In a recent Marie Claire article, beauty director Ying Chu poses the provocative question, “why are the West’s most powerful men coupling up with younger Asian women?”
Chu cites many Hollywood couples as examples, such as Nicolas Cage and Alice Kim, Zhang Ziyi and venture capitalist Vivi Nevo; and most famously, Woody Allen and his once-adopted daughter, Soon-Yi Previn. And while these couplings aren’t exactly breaking news (nor is the concept of “yellow fever” for that matter), the article investigates the concept of an Asian trophy wife — are these older men dating younger Asian women as an exotic status symbol?
“After two or three failed attempts at domestic bliss with women of like background and age, these heavy hitters sought out something different. Something they had likely fetishized,” says Chu.
Furthermore, Chu goes onto to speculate why the women go along with it regardless:
“Maybe these outsized, world-class moguls are stand-ins for emotionally repressed Asian dads (one cliché that is predominantly true). Or… are these women just glorified opportunists?”
Chu points out that many of these Asian trophy wives are highly educated and successful, which goes against the idea of a traditional trophy wife who is much less educated than her husband.
As you probably can tell, this article has incited some pretty strong comments both in the blogosphere and in the articles comments section.
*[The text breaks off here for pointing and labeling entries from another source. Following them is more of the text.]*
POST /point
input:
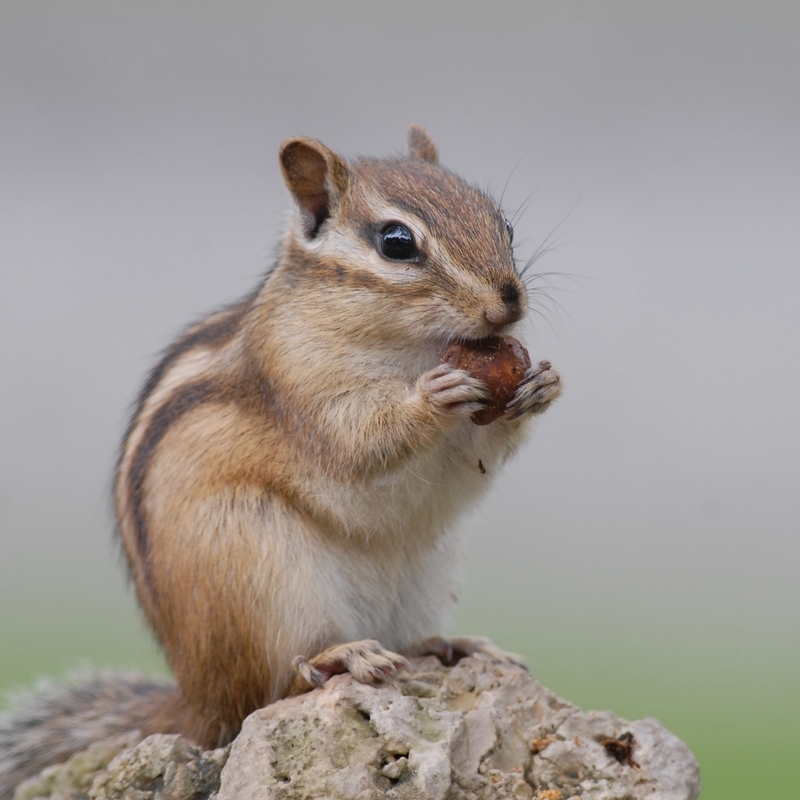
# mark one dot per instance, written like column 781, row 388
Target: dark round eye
column 397, row 243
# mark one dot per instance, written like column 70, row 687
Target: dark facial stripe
column 183, row 401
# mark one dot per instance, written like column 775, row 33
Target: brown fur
column 287, row 486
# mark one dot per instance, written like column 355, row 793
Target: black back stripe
column 183, row 401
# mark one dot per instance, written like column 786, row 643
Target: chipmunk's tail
column 53, row 722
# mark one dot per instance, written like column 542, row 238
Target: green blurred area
column 733, row 700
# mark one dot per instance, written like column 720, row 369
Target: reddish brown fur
column 266, row 410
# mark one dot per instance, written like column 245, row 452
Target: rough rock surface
column 482, row 729
column 160, row 767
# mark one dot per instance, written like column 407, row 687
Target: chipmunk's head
column 416, row 250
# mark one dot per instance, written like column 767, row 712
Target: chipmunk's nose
column 511, row 307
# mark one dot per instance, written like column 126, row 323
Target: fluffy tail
column 50, row 724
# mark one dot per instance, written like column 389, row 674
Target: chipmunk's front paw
column 451, row 651
column 539, row 387
column 452, row 392
column 367, row 661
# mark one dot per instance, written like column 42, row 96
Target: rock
column 160, row 767
column 484, row 729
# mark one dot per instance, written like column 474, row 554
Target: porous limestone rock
column 482, row 730
column 160, row 767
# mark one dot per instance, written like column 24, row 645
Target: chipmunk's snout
column 509, row 309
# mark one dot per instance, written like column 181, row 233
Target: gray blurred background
column 643, row 550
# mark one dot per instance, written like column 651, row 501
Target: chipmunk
column 287, row 485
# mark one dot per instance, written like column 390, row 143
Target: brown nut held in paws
column 500, row 362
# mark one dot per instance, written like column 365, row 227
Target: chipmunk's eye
column 397, row 243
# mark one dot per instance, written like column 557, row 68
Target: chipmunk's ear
column 316, row 177
column 421, row 146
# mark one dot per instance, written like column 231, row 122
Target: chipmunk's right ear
column 316, row 177
column 420, row 145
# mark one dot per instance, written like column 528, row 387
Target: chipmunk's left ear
column 421, row 146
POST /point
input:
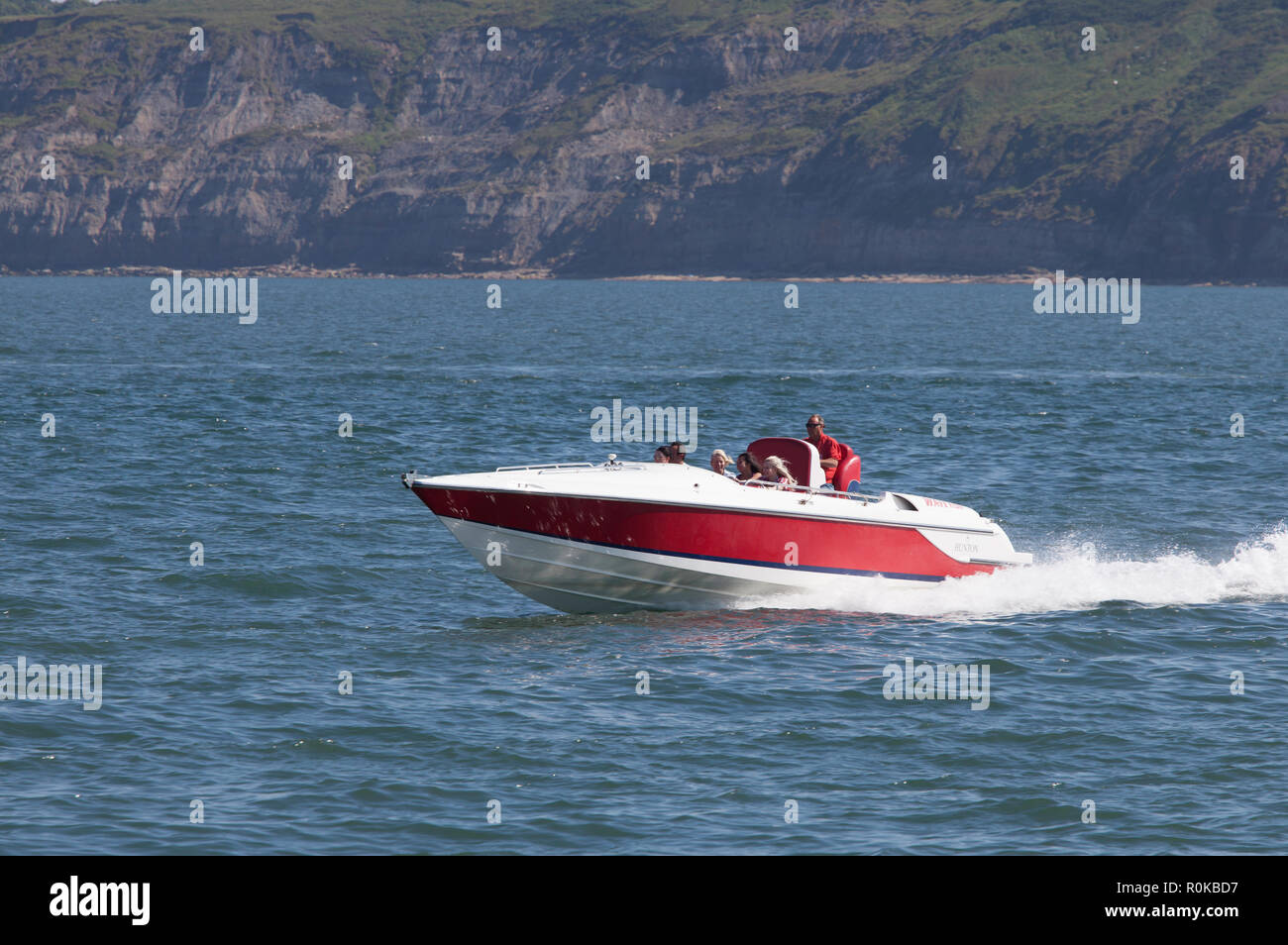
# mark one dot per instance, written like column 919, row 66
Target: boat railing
column 545, row 467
There are some out there who don’t take too kindly to Ying Chu’s generalizations. Read TheFrisky.com’s rebuttal to Chu’s piece here. The popular relationships site argues that this article needlessly marginalizes the interracial relationships that ARE genuine:
“Not all interracial relationships between whites and Asians deserve to have doubt cast upon them,” says Frisky writer Jessica Wakeman. “Lots of men simply think Asian women are beautiful — just like lots of men simply think blondes are beautiful —which doesn’t necessarily qualify as a fetish.”
I tend to agree with Wakeman. Sure, there are a handful of men who fetishize Asian women according to the most stereotypical terms, but isn’t there a difference between dating an Asian because she’s submissive/hypersexual/whatever and merely finding them more attractive?
Here are some of the many negative reader comments from this article on Marie Claire’s website so far:
“This article does nothing but drum up the same awkwardness that Spike Lee and other closed minded people in the media have used to make Asians, Blacks Whites and Latinos feel ashamed for “dating outside of their race.” — katty852
“This is embarrassing, both for the writer and the editors. As a piece of written work, this would be laughed out of a freshman gender studies class. As an Asian-American female, I read the comments regarding “emotionally unavailable fathers” and “always respecting our elders” with disgust. Really? All of us fit into this box? I used to be a huge fan of Marie Claire, but the level of this article makes it clear why the magazine has lost its draw.” — saracee1
“As an Asian American woman in my late thirties, I was disturbed at how immature and insecure Chu’s writing was an extension of her own self image. Is she speaking about herself, asking if she could not understand why a white man would want to date her? ” — missmodern
“Who are you to judge whether or not people are in love or not just because two people are of different ethnicity?” — mp314
“Although I too have rolled my eyes at some of the aforementioned pairings of late, this piece really does a disservice by recycling hackneyed stereotypes without offering any real analysis, insight or even basic facts. It reads like the rant of someone taking a freshman course on race, gender and identity politics.” — d7253
What do you think readers? Is Chu hitting on an uncomfortable trend or she hitting a career-low with this article?